We spent a few days at Hammamet, a beautiful but deserted seaside village, but had to move because of the shortage of food. The army had a quarter of a million prisoners to feed. Our rations had been reduced and we received just one slice of bread in the morning plus one other. The rest of the ration was meagre. We moved back into the Atlas Mountains to Guelma through which we had passed months before. Here we encamped in proper tents.

In Tunis, a victory parade was held at on Thursday 20 May 1943.

I insisted on joining it as I was one of the few survivors of the company that had landed at Algiers the previous November and was the only colour sergeant on parade. As we approached the saluting stand, we could see Eisenhower, Alexander, Montgomery and the Free French Commander General Giraud. An American film cameraman shouted: ‘Getta load of this!’ as he saw our saffron kilted pipers and the caubeens with their green and blue hackles. The detachment of London Irish wore the only hackles that could be found among the few hundred survivors from the Tunisian campaign.

High above the city of Tunis, and dominating the skyline, were the twin white towers of one of the oldest basilicas of the Catholic Church. Close by were the ruins of a great Roman city. It had been built on the site of Carthage, Hannibal’s capital, which had been destroyed after the 2nd Punic war. The Catholics of the 78th Division marched to a Mass of thanksgiving and remembrance. Leading the division were the pipes and drums of the Skins, the Faughs and the London Irish Rifles. I again was the only colour sergeant from the battalion. To me, these parades were a duty I never avoided. It was both a pleasure and a privilege to march behind the pipes.

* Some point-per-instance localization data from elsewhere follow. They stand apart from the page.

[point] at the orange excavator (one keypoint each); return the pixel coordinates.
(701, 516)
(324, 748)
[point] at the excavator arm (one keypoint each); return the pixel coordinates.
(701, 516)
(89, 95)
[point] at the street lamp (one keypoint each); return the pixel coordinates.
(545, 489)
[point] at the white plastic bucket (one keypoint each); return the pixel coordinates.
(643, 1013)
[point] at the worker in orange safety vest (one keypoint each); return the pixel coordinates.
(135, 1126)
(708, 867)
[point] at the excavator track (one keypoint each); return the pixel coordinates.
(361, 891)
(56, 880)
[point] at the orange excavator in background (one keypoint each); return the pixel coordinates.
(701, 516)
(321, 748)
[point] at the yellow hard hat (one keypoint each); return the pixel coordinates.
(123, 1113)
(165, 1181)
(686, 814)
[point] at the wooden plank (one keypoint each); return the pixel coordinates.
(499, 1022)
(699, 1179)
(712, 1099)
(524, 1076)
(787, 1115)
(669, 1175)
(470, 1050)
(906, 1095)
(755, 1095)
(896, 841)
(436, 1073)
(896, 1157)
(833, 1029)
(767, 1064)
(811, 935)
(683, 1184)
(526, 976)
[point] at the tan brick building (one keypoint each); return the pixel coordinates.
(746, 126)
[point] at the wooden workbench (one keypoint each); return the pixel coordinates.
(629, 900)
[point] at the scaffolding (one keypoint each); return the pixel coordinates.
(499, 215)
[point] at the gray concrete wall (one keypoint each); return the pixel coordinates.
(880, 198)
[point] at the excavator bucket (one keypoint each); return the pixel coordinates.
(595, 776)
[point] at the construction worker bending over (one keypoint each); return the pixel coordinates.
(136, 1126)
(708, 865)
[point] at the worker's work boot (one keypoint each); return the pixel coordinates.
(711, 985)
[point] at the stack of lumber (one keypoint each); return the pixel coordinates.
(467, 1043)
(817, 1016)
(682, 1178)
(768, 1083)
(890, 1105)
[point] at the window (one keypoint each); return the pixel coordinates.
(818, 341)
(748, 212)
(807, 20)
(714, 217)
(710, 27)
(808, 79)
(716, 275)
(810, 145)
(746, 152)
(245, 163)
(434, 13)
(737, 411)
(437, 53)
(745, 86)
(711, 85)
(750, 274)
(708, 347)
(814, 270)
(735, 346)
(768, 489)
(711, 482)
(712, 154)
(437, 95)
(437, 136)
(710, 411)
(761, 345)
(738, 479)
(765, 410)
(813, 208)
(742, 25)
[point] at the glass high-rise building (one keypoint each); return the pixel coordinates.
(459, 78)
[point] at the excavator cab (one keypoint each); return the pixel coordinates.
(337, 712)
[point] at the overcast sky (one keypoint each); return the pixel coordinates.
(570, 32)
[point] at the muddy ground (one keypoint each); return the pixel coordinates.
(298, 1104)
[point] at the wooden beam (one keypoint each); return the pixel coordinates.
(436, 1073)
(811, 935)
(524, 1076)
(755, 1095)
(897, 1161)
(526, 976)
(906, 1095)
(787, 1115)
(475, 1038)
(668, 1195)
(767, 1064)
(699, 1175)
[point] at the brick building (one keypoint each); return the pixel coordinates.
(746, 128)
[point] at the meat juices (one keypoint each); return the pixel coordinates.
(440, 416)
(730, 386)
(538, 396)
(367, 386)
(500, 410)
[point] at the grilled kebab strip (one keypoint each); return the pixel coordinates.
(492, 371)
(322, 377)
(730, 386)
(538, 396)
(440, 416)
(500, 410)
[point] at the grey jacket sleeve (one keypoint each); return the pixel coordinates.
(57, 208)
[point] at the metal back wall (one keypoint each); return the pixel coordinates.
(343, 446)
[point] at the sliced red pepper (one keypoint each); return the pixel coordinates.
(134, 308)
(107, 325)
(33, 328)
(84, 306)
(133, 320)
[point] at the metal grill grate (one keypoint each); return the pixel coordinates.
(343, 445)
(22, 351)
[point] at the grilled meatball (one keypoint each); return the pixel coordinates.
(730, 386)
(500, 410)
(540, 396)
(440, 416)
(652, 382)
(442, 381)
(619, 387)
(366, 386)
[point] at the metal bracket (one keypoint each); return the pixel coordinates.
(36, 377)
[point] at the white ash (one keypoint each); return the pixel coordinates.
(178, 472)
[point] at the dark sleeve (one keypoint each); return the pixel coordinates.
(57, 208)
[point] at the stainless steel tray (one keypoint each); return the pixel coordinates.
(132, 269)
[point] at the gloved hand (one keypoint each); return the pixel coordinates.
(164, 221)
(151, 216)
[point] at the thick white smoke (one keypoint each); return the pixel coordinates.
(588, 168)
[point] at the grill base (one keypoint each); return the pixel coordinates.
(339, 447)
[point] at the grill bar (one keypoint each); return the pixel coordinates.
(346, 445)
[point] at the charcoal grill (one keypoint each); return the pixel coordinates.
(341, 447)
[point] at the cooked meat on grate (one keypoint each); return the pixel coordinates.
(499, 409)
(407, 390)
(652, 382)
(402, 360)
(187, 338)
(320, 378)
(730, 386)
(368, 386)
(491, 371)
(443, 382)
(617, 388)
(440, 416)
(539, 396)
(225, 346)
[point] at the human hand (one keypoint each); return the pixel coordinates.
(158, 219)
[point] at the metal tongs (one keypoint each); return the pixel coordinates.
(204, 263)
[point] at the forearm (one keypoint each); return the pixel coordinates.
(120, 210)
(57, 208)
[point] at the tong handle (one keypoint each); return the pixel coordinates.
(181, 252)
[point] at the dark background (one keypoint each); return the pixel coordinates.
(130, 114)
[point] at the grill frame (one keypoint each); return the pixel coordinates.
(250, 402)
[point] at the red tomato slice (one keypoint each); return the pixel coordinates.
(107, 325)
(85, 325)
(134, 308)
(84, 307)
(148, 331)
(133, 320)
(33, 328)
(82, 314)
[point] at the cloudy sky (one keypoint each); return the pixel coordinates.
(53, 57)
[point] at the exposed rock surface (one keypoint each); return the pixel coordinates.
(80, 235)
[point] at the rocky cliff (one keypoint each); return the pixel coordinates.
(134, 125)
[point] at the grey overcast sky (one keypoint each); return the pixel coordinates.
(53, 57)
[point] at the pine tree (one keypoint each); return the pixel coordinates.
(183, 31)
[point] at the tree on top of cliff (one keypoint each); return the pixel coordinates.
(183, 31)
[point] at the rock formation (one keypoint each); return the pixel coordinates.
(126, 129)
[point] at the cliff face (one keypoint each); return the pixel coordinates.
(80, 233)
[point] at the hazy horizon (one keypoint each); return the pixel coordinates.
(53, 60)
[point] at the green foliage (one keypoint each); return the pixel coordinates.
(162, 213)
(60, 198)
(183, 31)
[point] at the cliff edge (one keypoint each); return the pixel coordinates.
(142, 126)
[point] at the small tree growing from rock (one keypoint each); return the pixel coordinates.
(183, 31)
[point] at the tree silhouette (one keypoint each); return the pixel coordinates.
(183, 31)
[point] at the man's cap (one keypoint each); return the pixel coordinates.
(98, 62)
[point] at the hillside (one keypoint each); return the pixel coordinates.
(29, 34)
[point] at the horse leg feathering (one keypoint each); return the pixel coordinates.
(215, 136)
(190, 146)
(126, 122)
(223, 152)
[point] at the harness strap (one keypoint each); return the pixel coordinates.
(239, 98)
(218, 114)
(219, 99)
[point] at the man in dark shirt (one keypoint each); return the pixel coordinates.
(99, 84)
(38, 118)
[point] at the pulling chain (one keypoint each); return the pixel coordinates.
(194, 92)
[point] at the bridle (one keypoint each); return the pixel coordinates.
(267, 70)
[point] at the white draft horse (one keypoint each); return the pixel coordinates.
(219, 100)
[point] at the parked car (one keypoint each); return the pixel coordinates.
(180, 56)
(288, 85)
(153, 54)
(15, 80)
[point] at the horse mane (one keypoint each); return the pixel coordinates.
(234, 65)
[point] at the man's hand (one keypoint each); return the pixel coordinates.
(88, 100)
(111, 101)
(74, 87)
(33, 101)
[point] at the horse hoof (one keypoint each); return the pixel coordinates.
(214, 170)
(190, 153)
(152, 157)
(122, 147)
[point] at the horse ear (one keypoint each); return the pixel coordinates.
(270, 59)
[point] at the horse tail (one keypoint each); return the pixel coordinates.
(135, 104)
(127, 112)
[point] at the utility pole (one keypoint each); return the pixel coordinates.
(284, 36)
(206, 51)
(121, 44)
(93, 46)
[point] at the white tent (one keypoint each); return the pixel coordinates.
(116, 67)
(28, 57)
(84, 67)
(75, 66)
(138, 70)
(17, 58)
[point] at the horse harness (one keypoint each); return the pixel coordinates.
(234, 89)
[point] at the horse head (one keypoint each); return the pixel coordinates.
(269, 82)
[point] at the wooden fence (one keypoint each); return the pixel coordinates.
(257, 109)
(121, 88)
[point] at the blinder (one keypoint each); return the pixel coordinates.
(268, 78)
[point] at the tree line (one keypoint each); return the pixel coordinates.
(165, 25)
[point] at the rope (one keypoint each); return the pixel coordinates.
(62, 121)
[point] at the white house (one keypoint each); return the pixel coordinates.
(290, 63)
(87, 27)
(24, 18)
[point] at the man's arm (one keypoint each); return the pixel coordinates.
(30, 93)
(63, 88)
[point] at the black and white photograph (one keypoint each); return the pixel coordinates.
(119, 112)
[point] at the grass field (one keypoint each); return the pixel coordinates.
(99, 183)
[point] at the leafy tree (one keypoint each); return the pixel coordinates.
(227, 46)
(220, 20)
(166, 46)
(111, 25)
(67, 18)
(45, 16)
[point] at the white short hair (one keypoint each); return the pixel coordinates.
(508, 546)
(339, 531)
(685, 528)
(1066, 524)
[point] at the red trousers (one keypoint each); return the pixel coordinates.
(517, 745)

My main prayers, apart from thanksgiving for survival, were for the repose of the souls of my many comrades and friends: Denis Griffin and Andy Gardiner, the gentle provost sergeants; George Rock and Ian Brooks; Captain Carrigan; Snootch McDowell, whom I escorted to his death, and Harry McRory. I thought of the hundreds of others from the battalion who had died, were missing or had been wounded. I also remembered those I had helped to bury, without due prayer, both friend and foe. What a waste. I also thought of myself and my constant terror which I had successfully hidden, except once when it showed in my eyes. I was with Doc Samuels, our beloved medical officer, who grasped my wrist and reassured me. My biggest fear was to show that fear to others. I had tried to serve my fellows and to act as their mother: feeding them, clothing them, finding them somewhere to rest, giving them comfort and often listening to their worries and fears for their families. From them, I received affection which was close to love.

I was proud of them and, at times, I think they were proud of me. A company quartermaster’s job was no sinecure, nor was it a safe, secure little number in the stores, somewhere behind the line. It was physically and mentally exhausting. It was dangerous. Often, the company would make an assault and I would have to negotiate the same route and undertake the same hazards for several days. Apart from the perils of being the target for guns, mortars and small arms, it involved sheer hard work, lack of sleep and no form of comfort. When the company rested, my work continued and often increased.”